The problem here is that the people applying the math by name don’t actually know what the math does. This is roughly equivalent to someone digging through a list of things that a builder has, and saying “okay I’m going to use these to make a wall.” They’re going to end up with something that looks kind of house-ish, and they’ll be very proud of what they made.

The problem is, the second someone comes along and says “dude, this floor is going to collapse and kill someone, it’s made out of drywall, it’ll be lucky to hold the weight of a chair,” they’re going to delete your comment because it’s insulting.

And I mean, then you end up with a blog about how awesome these drywall houses are, because their floor is so smooth and easy to vacuum, and you never have to listen to wood creak at night, and yadda yadda yadda. And you get ten thousand Twitter followers saying “wow check out these drywall houses!”

The Pareto Principle is a neat observation of the shape of number sets. It is not a guiding mechanic, it is not a law, and it may not be used to decide things. Anyone doing so is, generously, completely unaware of what the math says. This is a common mechanism for people running Ponzi schemes to make financial data look like it says something very different than what it actually says.

So I mean, I’m sorry about your drywall floor, Rob.

Let’s see if Rob proves me wrong.

#12 Marakas on 03.10.11 at 9:04 pm

I agree with your theory, but where did the magic numbers 80 and 20 originally come from? ( could it be 75 / 25 or is that just crazy talk ? 🙂

I am forever stuck in the grey-zone between number 3 and 4, I always get as far as starting work on my ideas and then just fizzle out before the code is finished.

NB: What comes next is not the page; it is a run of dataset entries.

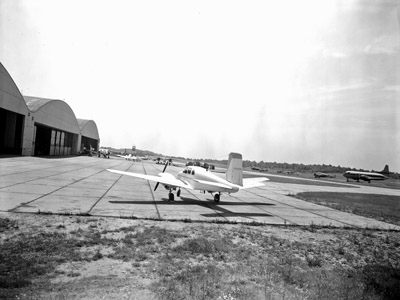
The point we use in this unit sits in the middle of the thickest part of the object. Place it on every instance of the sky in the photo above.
(313, 82)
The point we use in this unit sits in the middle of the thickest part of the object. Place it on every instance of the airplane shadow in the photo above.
(220, 207)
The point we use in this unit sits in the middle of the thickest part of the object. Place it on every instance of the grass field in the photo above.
(76, 257)
(379, 207)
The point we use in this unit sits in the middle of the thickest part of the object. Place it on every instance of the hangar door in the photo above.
(88, 144)
(51, 141)
(11, 132)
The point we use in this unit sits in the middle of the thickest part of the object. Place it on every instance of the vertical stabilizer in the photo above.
(234, 174)
(385, 170)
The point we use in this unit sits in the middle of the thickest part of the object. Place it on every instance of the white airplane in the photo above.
(198, 178)
(130, 157)
(367, 176)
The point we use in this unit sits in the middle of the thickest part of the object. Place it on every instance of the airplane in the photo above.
(367, 176)
(322, 175)
(131, 157)
(198, 178)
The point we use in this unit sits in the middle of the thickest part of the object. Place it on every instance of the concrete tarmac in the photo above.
(81, 185)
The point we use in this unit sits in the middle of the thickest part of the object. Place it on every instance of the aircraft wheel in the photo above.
(171, 197)
(216, 198)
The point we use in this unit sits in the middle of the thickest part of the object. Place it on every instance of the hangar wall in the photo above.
(39, 126)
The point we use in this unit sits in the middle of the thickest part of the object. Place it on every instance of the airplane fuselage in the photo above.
(366, 176)
(199, 177)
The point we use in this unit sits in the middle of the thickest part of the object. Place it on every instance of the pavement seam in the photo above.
(286, 220)
(47, 194)
(152, 193)
(281, 202)
(105, 193)
(4, 187)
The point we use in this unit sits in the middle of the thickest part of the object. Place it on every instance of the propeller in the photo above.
(166, 164)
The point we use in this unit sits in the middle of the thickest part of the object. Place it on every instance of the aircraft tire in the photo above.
(216, 198)
(171, 197)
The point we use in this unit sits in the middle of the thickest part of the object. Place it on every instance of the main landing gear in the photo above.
(171, 196)
(217, 197)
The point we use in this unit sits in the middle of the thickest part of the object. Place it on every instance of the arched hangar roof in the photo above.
(88, 128)
(10, 96)
(53, 113)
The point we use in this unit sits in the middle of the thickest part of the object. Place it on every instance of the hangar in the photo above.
(40, 127)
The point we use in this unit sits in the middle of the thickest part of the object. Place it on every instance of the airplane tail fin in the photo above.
(385, 170)
(234, 174)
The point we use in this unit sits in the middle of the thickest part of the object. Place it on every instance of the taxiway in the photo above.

My next project (already started coding!) is going to be so small that I have no excuse not to finish it. However, I am sure the profit will be on an equally small size as well..

Rob Reply:

>>could it be 75 / 25 or is that just crazy talk ?

Definitely; the exact math is not critical. The important piece to take away is that “many start but few finish.”

Good luck with on next project…each one you do gets a little easier.